Lifelong Learning Systems: the Frontier of AI-Powered Machine Translation

As of now, there isn’t much that separates humans from machines. But the few differences that remain are big discrepancies that have to do with the lived experience of humans, as well as the ontological differences that markedly differentiate us from our creations. These are things like free will (arguably), understanding, or emotion. Save for these human characteristics, machines might outpace us by far—they’re capable of running calculations and all sorts of incredible tasks at speeds no human would dare to dream of.

Another main difference between a human and a machine is that the former retains with them a (nearly) lifelong account of their memories. While memory does thin out the further back we recount, our capacity to retain memory is comparatively better than that of a machine system. This is particularly an issue with modern machines; neural network-based models, according to UPC’s Magdalena Biesialska, “learn in isolation, and are not able to effectively learn new information without forgetting previously acquired knowledge.” As the standard base model for modern translation engines, neural network-based models lie at the heart of the quest for better machine translation.

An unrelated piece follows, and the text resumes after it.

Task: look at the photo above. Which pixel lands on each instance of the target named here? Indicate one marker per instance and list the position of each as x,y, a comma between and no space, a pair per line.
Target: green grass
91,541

This apparent debilitation in neural network machines has prompted—in the last decade or so—a study into machine memories. Specifically, researchers are keen to discover methods through which neural network machines can more efficiently access previous knowledge, much like how a human would. Here is the timeline of the history of lifelong learning research:

Image credit: Magdalena Biesialska, “Major Breakthroughs in Lifelong Learning

The research into lifelong machine learning is to emulate human learning in machines, human learning being a continuous effort to learn and adapt to new environments and utilizing this accumulated knowledge to future problems. In other words, machines, with enough development in this area, “should be able to discover new tasks and learn on the job in open environments in a self-supervised manner.” UIC professor Bing Liu emphasizes the necessity of such lifelong learning; without it, Liu says, “AI systems will probably never be truly intelligent.”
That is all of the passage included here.